At this point, his decision-making ability was put to test. He had to choose one of the two: job placement and passion for fitness. He listened to himself and decided to seek a career in the fitness industry.

Though Sachin’s body is in good shape, he isn’t actually a bodybuilder. He is a fitness enthusiast, who has trained without a professional trainer or a mentor. He made ample use of YouTube to learn. He didn’t take up fitness as his passion because he was inspired by someone. He was his own inspiration.

He first received an opportunity to get on a stage at annual Mr. Himachal competition. Later he won the Maruti Suzuki Devils Circuit held in Chandigarh.

Now, after his tremendous performance at the IFL, Sachin has received sponsorships and was inducted in the TG Athlete group. Opportunities in the fitness industry have begun to appear before him. He believes that someday, he would extend support and guidance to other fitness enthusiasts of the state, which he could hardly receive for himself.

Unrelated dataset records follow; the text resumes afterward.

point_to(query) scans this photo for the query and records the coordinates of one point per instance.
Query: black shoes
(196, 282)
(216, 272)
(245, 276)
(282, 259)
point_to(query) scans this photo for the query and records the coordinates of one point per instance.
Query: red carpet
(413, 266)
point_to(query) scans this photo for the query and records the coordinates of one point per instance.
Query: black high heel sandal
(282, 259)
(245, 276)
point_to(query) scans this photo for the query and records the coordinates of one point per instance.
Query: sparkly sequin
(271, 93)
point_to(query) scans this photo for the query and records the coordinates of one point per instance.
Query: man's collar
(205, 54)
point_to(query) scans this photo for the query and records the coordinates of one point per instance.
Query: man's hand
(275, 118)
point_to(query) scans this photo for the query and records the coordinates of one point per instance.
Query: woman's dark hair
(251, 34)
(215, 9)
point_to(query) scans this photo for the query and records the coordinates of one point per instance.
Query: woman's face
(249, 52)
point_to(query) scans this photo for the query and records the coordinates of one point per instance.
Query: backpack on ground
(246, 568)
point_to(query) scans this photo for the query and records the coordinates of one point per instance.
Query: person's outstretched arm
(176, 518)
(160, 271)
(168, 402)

He is an idol for the youth of Himachal, especially because fitness is an antonym to drug/substance abuse and indiscipline. In the majority of cases filed under the Narcotics, Drugs & Psychoactive Substances (ND&PS) Act, the accused are reported to be between 20-25 years. A couple of days back Shimla Police arrested a 22-years-old local boy with a packet of Lysergic acid diethylamide (LSD) stamps.